Conosciuto come “febbre del Nilo occidentale”, è una malattia provocata da un agente patogeno che viene trasmesso all’uomo, di solito da uccelli e zanzare. Il virus è stato scoperto per la prima volta in Uganda nel 1937 e di li a poco si è poi diffuso nelle Americhe, in Asia ed in Europa, Italia compresa.

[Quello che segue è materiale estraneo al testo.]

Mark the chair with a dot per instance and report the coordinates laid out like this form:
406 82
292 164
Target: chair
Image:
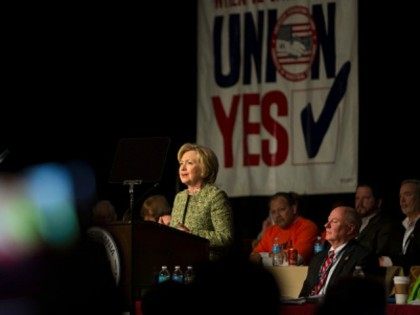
390 273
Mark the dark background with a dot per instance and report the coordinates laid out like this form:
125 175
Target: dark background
76 79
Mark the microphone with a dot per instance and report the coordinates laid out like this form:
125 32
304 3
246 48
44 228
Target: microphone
4 154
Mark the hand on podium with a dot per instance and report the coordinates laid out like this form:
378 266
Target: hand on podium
182 227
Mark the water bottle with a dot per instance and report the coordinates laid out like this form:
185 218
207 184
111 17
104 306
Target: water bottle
164 274
177 275
189 275
276 251
358 272
318 246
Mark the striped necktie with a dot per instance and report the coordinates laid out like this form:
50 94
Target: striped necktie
323 273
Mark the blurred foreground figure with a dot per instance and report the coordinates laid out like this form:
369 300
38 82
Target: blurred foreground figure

Questo virus prende il nome dal luogo dove è stato identificato per la prima volta, cioè nel distretto del West Nile, in Uganda. Oggi è diffuso in Africa, Asia occidentale, Australia, America ed Europa, Italia compresa, come dimostrano i casi in veneto ed emilia romagna, dove si sono registrati diversi decessi.

Dove si trova il virus

Il virus viene trasmesso esclusivamente dalle zanzare, in particolare, quelle di tipo Culex. Proprio le punture di questi insetti rappresentano il principale mezzo di trasmissione all’uomo. Tuttavia, ci sono altri mezzi di infezione, anche se molto rari, tra questi abbiamo i trapianti di organi, le trasfusioni di sangue e la trasmissione materno-fetale. Va comunque specificato che le zanzare rappresentano solo il vettore d’infezione e soprattutto che  il virus non è trasmissibile da persona a persona, quindi attraverso il contatto con soggetti infetti. Infatti, il virus può infettare anche gli animali, soprattutto gli uccelli che rappresentano i principali trasportatori del virus, ma in alcuni casi anche cavalli,cani, gatti e  conigli.

Incubazione e sintomi

Il periodo di incubazione del virus è molto variabile e varia dal momento della puntura della zanzara  da 2 a 14 giorni, ma non è escluso che si possa arrivare anche a  tre settimane nel caso di persone con forti deficit a carico del sistema immunitario. Per quanto riguarda i sintomi, invece, la maggior parte dei soggetti infetti è asintomatica, quindi non ne mostra alcuno. Fra coloro che manifestano la forma sintomatica, circa il 20% presenta una sintomatologia blanda, che porta spesso sottovalutate i sintomi che sono: febbre, mal di testa, nausea, vomito, linfonodi ingrossati, sfoghi cutanei. Questi sintomi possono durare pochi giorni, in alcuni casi qualche settimana, e hanno una forte variabilità legata soprattutto all’età della persona. Nei bambini, per esempio, è più frequente una febbre leggera, nei giovani la sintomatologia è caratterizzata da febbre mediamente alta, arrossamento degli occhi, mal di testa e dolori muscolari. Negli anziani e nelle persone debilitate, invece, la sintomatologia può essere più grave se non fatale.

Mortalità

I sintomi più preoccupanti, si presentano mediamente in meno dell’1% delle persone infette, e comprendono febbre alta, forte mal di testa, debolezza muscolare, disorientamento, tremori, disturbi alla vista, torpore, convulsioni, fino alla paralisi e al coma. Il virus può causare anche effetti neurologici che possono essere permanenti e nei casi più gravi  causare un’encefalite che spesso risulta essere fatale.

Prevenzione

Poiché non esiste un vaccino per la febbre del Nilo, l’unica prevenzione possibile è quella di ridurre l’esposizione alle punture di zanzare. In particolare, è consigliato usare repellenti e indossare pantaloni lunghi e camicie a maniche lunghe quando si è all’aperto, e poi ancora usare delle zanzariere alle finestre, svuotare spesso i vasi di fiori o altri contenitori (per esempio i secchi) con acqua stagnante, cambiare frequentemente l’acqua nelle ciotole per gli animali e tenere le piscine gonfiabili per i bambini in posizione verticale quando non sono usate.

Terapia e Diagnosi

Non esiste una terapia specifica per la febbre West Nile. Nella maggior parte dei casi, la sintomatologia regredisce da sola dopo qualche giorno o può durare per qualche settimana. Nei casi più gravi, è invece necessario il ricovero in ospedale, dove il trattamento consiste nella somministrazione di fluidi intravenosi e respirazione assistita. Per quanto riguarda la diagnosi del virus, invece, questa viene di solito effettuata attraverso test di laboratorio sul siero, con successivo accertamento attraverso l’esplorazione del fluido cerebrospinale, per la ricerca di anticorpi del tipo IgM. Questi possono persistere per periodi anche molto lunghi nei soggetti malati (fino a un anno), pertanto la positività a questi test può indicare anche un’infezione pregressa.